Cristiano entrou de gloss em campo. Messi não embelezou os lábios, mas parecia confiante na entrada.

Cristiano entrou em campo como para um casamento. Impecável maquilhagem, figura alta, atlética, sorriso de confiança a esconder o medo de perder um ceptro que tem de ser seu. Messi passou pelo chuveiro antes de entrar. Não tardava, aquele cabelo desgrunhar-se-ia ao primeiro sprint. E Messi não o penteou; foi atrás da bola.

Cristiano entrou de nariz empinado. Messi também, mas esse é físico, talvez herança do nariz da mãe, a descrever um apóstrofo bem delineado.

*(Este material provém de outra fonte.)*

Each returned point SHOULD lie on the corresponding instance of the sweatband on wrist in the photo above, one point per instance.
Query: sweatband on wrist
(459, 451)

Cristiano, de costas direitas, parecia capaz de explodir, e nós já o vimos a resolver um jogo de um momento para o outro com um petardo teleguiado ou uma impulsão de cabecear Plutão. Cristiano, melhor do mundo, não conseguiu ir além das estrelas. Messi, camisola desfraldada, bola impreterivelmente colada ao pé esquerdo, deambulante, fez-me sorrir de cada vez que estava em jogo.

Cristiano cobriu-se de base para esconder as imperfeições do rosto. Os jogos agora são em alta-definição, e o melhor é não haver descuidos. Mas Cristiano esqueceu-se de esconder as imperfeições do seu futebol. E elas existem. Eu, até há bem pouco tempo, julgava que também para Messi existiam imperfeições, mas parece que não há. Messi ganhou nas alturas numa área repleta de defesas acima do metro e noventa e fez um golo de fazer Crouch roer-se de inveja. Messi atingiu Marte com aquele salto. Messi, que teve de tomar hormonas para atingir o 1,69 m, marcou um golo de cabeça na final da Champions. Messi é, agora, perfeito.

Cristiano nunca será perfeito enquanto não se esquecer dos duelos individuais, com a imprensa, com o mostrar que merece estar onde está. Messi merece, mostra-o, e parece jogar com a mesma descontracção com que eu jogo ao sábado com os meus amigos num pavilhão qualquer, numa transversal à rua Damião de Góis.

Cristiano sabe que já não é o melhor do mundo. Deixou de o ser hoje. Pode voltar a ser, disso não há dúvida. Está ali uma máquina de jogar futebol. Mas - Álvaro de Campos, peço-te que me absolvas disto - há algo que supera as máquinas. Messi conseguiu tocar Plutão.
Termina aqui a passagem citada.